Sunday, February 28, 2010

Erie R. Co. v Tompkins- US Supreme Court (1938)

Ponda Baba, an Aqualish smuggler, was peacefully enjoying a drink in Chalmun's Cantina in Mos Eisley, Tatooine one afternoon when a young Jedi approached him, and began to hassle the bartender Wuher, one of Ponda's friends, for a beer. Seeing that the Jedi had not paid for his drink, and knowing how upset Wuher got when droids entered the cantina, even briefly, Ponda decided to stick up for his friend, and had his partner, Dr. Cornelius Evasan translate his dislike for the arrogant Jedi.

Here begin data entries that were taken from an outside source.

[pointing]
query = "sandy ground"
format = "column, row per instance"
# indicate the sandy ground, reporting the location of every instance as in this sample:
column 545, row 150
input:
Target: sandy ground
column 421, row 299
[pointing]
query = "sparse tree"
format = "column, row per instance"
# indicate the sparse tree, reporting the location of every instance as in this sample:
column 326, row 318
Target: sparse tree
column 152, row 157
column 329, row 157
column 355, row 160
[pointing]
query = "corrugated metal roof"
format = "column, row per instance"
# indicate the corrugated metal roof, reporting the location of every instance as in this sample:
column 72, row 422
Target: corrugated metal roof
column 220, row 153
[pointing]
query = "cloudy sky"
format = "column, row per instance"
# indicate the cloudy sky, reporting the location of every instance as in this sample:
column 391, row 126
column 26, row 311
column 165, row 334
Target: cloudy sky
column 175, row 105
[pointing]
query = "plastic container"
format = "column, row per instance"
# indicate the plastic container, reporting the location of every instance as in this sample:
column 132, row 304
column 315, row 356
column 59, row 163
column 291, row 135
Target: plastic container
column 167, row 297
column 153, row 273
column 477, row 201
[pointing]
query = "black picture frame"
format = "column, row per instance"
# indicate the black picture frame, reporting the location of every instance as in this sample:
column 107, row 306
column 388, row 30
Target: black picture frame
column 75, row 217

Suddenly, an older Jedi appeared and unprovokedly sliced off Ponda's arm with a lightsaber.

Under Tatooine case law (law created by court decisions, rather than by legislative statutes), Jedi were given a certain amount of leeway (to prevent unnecessary Imperial attention), and Ponda knew that any planetary court was likely to dismiss any claim he filed against his attackers.

Ponda therefore decided to file a claim in Tatooine's Imperial District Court based on diversity of citizenship (usually only Imperial issues are tried in Imperial courts, but planetary issues are allowed when, as in Ponda's case, both parties are from different planets and the amount of damages requested exceeds 75,000 credits. This is known as diversity of citizenship, and is meant to protect the non-planetary resident from bias in a planetary court).

When a planetary issue is tried in Imperial Court, the court is required to apply planetary law rather than Imperial law, in order to prevent plaintiffs from bringing suit in Imperial law just to escape unfavorable planetary law (this is known as "forum shopping"). However, at the time Ponda brought his suit against the Jedis, the Imperial court was only required to apply "written" planetary law, which included planetary statutes, but not planetary case law. Since there was no Tatooine statute prohibiting Jedi violence in cantinas, the Imperial court was free to decide the case based on Imperial common law (basically however they wanted), and awarded Ponda his requested damages.

The Jedi appealed the ruling, which was affirmed by the Imperial Appellate Court, and finally petitioned the Imperial Supreme Court. The Imperial Supreme Court reversed the decision, and held in favor of the Jedi. They reasoned that allowing Imperial courts to apply Imperial common law in cases with only planetary issues created a loophole to the prohibition of forum shopping. Under the law as it was, anyone (like Ponda) could use diversity of citizenship as a means of avoiding bringing suit in a planetary court. They pointed to an earlier case (Black & White AT-ATs v Brown & Yellow AT-ATs), where an AT-AT rental company actually moved to a different planet in order to meet the requirements of diversity of citizenship and avoid planetary law. Based on that negative precedent, the Imperial Supreme Court reversed, and held that Imperial courts were hereinafter required to apply both planetary statutes AND planetary case law when deciding diversity of citizenship cases.